Contact:
Anneliese Dickman,
WAVE Educational Fund
414-351-9283

July 24, 2018—The Wisconsin Anti-Violence Effort Educational Fund welcomes Secretary of Education Betsy DeVos to Wisconsin for her visit to the Adams-Friendship school district today for the purpose of discussing school safety.

As the chair of the federal school safety commission, Secretary DeVos has limited most of the testimony presented to the commission thus far to the issue of the mental health needs of students—an urgent topic that is worthy of both discussion and an investment of resources. However, to focus only on student mental health needs, in the context of school safety, gives short shrift to both issues.

Decades of research have shown that people—including children—in need of mental health care are far more likely to be the victims of violence than the perpetrators. Meeting these students’ needs is imperative to ensure they can continue to grow and learn—and requires no other justification. But providing mental health supports, while necessary, is not sufficient to prevent school violence.

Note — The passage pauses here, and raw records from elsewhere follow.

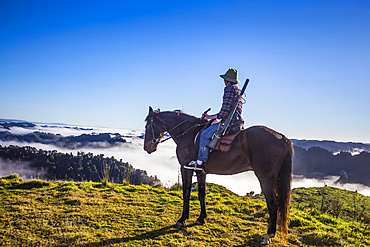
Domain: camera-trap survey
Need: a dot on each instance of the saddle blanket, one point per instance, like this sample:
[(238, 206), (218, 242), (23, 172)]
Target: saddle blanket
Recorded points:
[(224, 145)]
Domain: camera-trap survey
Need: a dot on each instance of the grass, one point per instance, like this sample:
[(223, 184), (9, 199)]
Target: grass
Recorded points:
[(41, 213)]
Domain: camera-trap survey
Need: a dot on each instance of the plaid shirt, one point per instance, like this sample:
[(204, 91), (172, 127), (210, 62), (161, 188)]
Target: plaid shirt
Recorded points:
[(231, 92)]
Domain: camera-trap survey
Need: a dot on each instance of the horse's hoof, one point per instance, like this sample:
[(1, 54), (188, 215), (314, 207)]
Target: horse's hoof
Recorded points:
[(266, 239), (199, 222), (179, 224)]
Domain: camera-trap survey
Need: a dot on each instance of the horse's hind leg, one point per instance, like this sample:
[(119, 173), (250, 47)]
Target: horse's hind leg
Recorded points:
[(186, 176), (268, 189), (201, 177)]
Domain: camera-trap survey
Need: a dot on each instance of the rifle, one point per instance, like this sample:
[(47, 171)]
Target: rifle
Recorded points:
[(224, 127)]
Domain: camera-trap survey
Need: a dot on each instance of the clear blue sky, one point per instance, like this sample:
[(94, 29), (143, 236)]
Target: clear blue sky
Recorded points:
[(102, 63)]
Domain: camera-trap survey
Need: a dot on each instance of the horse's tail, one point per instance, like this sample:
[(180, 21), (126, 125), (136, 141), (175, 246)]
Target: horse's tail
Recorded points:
[(283, 191)]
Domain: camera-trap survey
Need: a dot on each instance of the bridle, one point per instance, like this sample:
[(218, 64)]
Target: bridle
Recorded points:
[(158, 140)]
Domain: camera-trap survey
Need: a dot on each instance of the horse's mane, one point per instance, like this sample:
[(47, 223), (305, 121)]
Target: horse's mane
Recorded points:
[(179, 113), (175, 112)]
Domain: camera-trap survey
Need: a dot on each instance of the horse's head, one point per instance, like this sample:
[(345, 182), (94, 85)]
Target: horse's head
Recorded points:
[(153, 132)]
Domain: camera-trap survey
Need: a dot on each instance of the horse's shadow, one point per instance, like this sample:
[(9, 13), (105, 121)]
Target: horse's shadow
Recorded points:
[(147, 235)]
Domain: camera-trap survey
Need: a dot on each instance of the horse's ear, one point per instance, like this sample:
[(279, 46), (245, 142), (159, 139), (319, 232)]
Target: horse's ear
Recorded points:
[(151, 112)]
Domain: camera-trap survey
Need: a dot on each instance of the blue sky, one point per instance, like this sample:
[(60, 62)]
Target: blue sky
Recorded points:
[(102, 63)]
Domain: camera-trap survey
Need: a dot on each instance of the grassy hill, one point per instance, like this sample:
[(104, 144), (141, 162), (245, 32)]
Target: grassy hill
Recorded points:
[(41, 213)]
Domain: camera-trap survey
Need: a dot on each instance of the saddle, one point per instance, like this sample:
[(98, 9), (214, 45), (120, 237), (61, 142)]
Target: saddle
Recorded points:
[(226, 141)]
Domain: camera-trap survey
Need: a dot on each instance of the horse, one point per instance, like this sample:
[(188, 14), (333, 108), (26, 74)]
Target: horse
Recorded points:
[(258, 148)]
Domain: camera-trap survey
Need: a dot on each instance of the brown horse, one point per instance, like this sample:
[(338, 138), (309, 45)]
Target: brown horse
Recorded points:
[(268, 153)]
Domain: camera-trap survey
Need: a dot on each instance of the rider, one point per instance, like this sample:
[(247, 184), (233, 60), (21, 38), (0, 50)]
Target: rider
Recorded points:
[(231, 92)]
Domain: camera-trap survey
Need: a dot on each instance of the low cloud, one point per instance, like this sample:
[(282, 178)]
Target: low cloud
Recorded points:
[(162, 163)]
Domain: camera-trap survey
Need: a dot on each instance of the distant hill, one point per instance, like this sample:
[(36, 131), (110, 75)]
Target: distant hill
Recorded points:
[(332, 146), (105, 214), (52, 165), (313, 159), (101, 140)]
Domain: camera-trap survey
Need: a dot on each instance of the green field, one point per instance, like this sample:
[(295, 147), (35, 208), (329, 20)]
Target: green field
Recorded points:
[(41, 213)]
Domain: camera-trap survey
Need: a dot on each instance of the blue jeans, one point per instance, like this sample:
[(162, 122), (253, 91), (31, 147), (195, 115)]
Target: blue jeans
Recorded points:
[(205, 137)]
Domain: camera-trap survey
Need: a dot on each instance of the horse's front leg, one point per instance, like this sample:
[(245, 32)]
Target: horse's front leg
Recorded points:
[(186, 189), (201, 177)]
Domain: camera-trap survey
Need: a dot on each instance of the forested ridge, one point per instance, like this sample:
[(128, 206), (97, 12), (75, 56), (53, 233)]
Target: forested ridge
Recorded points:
[(53, 165), (317, 162)]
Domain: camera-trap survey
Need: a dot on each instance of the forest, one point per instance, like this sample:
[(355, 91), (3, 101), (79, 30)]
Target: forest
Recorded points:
[(53, 165)]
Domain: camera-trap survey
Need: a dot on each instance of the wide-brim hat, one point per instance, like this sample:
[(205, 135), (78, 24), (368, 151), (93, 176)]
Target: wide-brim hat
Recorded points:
[(231, 75)]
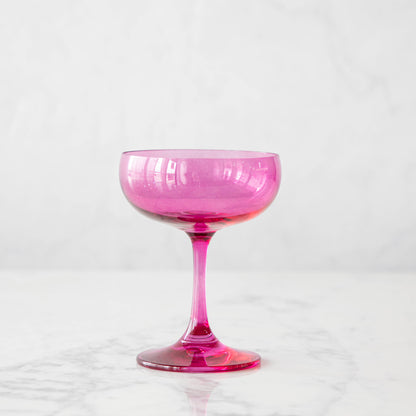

Preventing violence requires a holistic approach including advocacy for stronger gun policies, because easy access to firearms exacerbates all other factors that contribute to school violence. Easy access to guns ensures that impulsive, angry, or desperate decisions are much more deadly than they would be otherwise. Stronger state policies, such as requiring background checks on all gun sales, banning assault weapons, requiring secure gun storage, and allowing for the removal of firearms from gun owners who have made credible threats of violence, would better protect students from deadly violence than our state’s current, lax policies.

Educators, administrators, and school board directors know this. That is why dozens of school boards have passed resolutions in the past two years decrying a bill that would have repealed the background check and permit requirements for carrying concealed weapons and calling on the state legislature to maintain prohibitions on firearm possession on school grounds. At the bill’s public hearing, over 400 people—most of them parents and many of them educators—turned out to testify against the notion that students would be safer in the presence of unregulated firearms, and the bill was defeated.

Secretary DeVos surely understands that students, parents, educators, and local elected officials are the stakeholders when it comes to school safety. We hope her visit affords her the opportunity to listen to and learn from these stakeholders in Wisconsin. We know their message to her is clear: meet students’ mental health care needs, but keep them safe by enacting stronger gun laws.